1. Field of the Invention
This invention relates to a heat exchanger. More particularly, this invention relates to a heat exchanger provided with improved corrugated fins and intended mainly for use in automobiles.
2. Description of Prior Art
The heat exchangers (evaporators, condensers, heaters, etc.) in automotive air-conditioner systems and the heat exchangers such as automotive radiators preponderantly come in a fin-and-tube type having corrugated fins interposed one each between the adjacent folds of tubes, a laminate type having a multiplicity of tray-shaped plates laminating one over another so as to give rise to tubes for passage of coolant and having corrugated fins interposed one each between the adjacent tubes, and a serpentine type having corrugated fins interposed one each between the adjacent folds of a flat tube which has been extrusion molded so as to contain therein a multiplicity of holes for passage of coolant.
FIG. 1 is a cross sectional view illustrating a typical heat exchanger of the laminate type. This heat exchanger 1 has tray-shaped plates (pieces) 2 joined in pairs along their peripheral flanges 3 after the fashion of the shell of a cream puff to form therein a tube unit 5 incorporating a passage 4 for heat transfer medium 4, a plurality of such tube units 5 superposed one over another to give rise to empty spaces 6 therebetween, and corrugated fins 7 disposed one each in such empty spaces 6. The coolant which is introduced via an inlet side conduit 8, passed through the interiors of the tube units 5, and discharged via an outlet side conduit 9 exchanges heat with the air which is flowing along the fins 7.
A heat exchanger of the serpentine type is constructed as illustrated in FIG. 2. This evaporator 11 is formed by winding flat tubes 14 possessing a multiplicity of holes 13 for passage of heat transfer medium and disposing corrugated fins 15 one each in the empty spaces occurring between the adjacent folds of the tube 14. The heat transfer medium which is admitted via an inlet side conduit 16, passed through the interior of the tube 14, and discharged via an outlet side conduit 17 exchanges heat with the air which is flowing along the fins 15.
FIG. 3 is a perspective view illustrating part of the heat exchanger of FIG. 2 as magnified. A corrugated fin 15 is provided in each of the folds thereof with a louver 18 as illustrated in FIG. 3. In a similar corrugated fin used in other types of heat exchangers, a similar louver is formed in each of the folds. The formation of such louvers 18 in the corrugated fins 15 is intended to enhance the overall heat transfer coefficient of the corrugated fins by enabling the louvers to manifest an edge effect without necessitating any change in the overall surface area of the corrugated fins including louvers.

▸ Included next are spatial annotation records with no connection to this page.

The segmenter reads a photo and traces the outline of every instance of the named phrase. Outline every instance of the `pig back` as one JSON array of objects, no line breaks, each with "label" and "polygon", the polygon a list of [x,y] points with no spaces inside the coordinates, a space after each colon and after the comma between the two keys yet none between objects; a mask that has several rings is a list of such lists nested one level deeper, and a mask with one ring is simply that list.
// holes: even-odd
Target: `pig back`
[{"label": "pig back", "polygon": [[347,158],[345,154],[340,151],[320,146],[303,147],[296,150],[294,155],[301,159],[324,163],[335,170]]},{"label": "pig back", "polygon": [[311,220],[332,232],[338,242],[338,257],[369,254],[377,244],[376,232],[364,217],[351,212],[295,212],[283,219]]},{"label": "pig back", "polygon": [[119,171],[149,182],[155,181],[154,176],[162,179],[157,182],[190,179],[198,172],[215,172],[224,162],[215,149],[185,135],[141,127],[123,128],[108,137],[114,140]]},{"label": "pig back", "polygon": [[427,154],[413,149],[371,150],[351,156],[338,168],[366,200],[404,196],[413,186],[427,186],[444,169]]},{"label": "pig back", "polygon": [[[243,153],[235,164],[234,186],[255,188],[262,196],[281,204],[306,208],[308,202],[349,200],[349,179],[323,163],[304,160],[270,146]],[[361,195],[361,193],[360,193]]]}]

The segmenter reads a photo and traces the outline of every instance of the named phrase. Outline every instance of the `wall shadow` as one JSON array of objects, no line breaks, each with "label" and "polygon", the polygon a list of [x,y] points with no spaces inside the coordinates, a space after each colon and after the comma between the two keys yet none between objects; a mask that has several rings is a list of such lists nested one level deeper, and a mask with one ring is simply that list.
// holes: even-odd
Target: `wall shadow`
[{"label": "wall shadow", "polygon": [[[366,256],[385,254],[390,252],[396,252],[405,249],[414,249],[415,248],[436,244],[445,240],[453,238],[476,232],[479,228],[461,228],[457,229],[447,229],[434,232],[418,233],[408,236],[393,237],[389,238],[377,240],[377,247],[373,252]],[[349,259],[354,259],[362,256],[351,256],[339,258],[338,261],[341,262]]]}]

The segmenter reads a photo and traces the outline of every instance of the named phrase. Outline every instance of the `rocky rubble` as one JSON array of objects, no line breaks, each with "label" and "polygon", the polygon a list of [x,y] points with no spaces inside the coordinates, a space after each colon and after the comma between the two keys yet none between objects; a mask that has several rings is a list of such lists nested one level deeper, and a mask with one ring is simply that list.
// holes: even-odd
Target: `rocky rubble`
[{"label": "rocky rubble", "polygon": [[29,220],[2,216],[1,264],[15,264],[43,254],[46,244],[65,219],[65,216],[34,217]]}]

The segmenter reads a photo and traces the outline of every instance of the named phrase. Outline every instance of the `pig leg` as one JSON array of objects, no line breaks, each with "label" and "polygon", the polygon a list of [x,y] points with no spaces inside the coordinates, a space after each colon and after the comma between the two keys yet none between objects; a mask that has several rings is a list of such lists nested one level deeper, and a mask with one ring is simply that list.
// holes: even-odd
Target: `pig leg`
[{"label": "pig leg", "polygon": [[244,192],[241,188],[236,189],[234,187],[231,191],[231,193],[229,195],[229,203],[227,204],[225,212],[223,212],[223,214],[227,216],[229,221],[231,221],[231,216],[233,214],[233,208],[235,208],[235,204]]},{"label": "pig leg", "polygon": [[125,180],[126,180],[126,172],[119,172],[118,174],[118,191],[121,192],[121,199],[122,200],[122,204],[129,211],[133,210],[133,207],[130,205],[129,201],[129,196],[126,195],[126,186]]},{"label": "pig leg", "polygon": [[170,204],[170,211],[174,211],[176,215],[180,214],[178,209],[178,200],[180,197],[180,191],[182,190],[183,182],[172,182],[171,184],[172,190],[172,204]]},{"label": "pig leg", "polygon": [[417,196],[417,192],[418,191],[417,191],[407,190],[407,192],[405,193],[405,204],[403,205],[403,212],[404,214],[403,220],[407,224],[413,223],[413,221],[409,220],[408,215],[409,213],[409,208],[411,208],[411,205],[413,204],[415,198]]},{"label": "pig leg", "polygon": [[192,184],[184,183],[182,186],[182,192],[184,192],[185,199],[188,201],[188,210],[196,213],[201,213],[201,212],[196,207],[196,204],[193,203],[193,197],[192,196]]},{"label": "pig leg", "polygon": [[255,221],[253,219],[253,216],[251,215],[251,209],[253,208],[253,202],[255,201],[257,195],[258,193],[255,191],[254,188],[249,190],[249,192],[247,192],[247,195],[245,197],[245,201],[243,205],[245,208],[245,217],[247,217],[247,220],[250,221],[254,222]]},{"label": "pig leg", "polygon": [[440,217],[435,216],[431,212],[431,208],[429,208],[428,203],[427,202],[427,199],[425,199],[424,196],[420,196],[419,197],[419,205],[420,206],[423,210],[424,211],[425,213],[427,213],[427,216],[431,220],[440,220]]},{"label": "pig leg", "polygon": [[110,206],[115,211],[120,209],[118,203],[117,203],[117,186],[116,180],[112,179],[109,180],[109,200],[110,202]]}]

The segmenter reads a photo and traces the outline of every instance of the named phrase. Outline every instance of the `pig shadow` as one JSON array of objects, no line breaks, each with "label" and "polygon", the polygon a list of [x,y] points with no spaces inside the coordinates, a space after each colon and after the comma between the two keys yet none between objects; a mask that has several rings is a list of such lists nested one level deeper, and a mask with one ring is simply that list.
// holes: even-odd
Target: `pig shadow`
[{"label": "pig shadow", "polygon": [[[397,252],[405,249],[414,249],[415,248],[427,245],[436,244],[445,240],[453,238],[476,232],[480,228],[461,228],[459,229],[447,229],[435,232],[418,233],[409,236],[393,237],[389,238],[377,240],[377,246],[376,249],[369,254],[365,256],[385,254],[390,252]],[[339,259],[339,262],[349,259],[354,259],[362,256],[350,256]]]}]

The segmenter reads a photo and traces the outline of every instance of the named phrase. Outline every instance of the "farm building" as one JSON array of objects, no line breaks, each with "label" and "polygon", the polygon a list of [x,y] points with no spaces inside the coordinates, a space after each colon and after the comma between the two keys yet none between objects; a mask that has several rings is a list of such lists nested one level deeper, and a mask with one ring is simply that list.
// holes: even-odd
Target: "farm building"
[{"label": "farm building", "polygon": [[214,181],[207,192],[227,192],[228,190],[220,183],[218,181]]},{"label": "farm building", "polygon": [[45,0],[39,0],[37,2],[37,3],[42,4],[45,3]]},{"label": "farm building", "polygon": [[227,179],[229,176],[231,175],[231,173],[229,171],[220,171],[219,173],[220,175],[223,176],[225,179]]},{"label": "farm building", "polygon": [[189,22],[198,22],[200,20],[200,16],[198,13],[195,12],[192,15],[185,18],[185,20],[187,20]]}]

It will be observed that in each FIGS. 1, 2, and 3, the liquid tubes are arranged to have a plurality of flat, parallel radiating surfaces and that the corrugated fins have U-shaped bends juxtaposed to and in heat contact with these radiating surfaces.
The louver in each fold of the corrugated fin may be of the type having the blades thereof alternately projected from the base plane A of the fin and arranged parallelly to the base plane A as illustrated in FIG. 4, the type having the blades similarly projected from the base plane and slanted by a fixed angle relative to the flow of wind (indicated by the arrow) as illustrated in FIG. 5, or the type having a first half group of blades divergently slanted at a fixed angle and a last half group of blades convergently slanted at a fixed angle relative to the flow of wind as disclosed in U.S. Pat. No. 3,250,325, for example.
In the case of the louver of FIG. 4, however, if the interval d between the adjacent louver blades is small, the air flow boundary layer (indicated by dotted lines) for the first louver blade l.sub.1 grows so much as to cover completely the second louver blade l.sub.2 and lower the heat transfer coefficient of the second louver blade l.sub.2. The degree of the loss of heat transfer coefficient decreases in proportion as the interval d increases. When the width w of the louver blades is decreased for the purpose of enhancing the efficiency of the corrugated fin, the interval d mentioned above is inevitably decreased proportionally. As the result, the loss of heat transfer coefficient in the second and following louver blades is increasd possibly to a point where the improvement in the so-called louver effect can no longer be expected.
In contrast, the louver of FIG. 5 and the louver of the aformentioned U.S. patent have substantially no effect of the air boundary layer and prove advantageous in terms of heat transfer coeffieient. The flow of air entering these louvers, however, is bent by the louver blades in the directions indicated by the arrows while passing between the adjacent corrugated fins. In these louvers, the louver blades function as resisting objects to the flow of air. The heat exchanger using such corrugated fins as incorporating such louvers, therefore, offers large resistance to the flow of air and low heat exchange efficiency.
An object of this invention, therefore, is to provide an improved heat exchanger.
Another object of this invention is to provide a heat exchanger provided with corrugated fins which are free from the effect of air flow boundary layer and offers no appreciable resistance to the flow of air.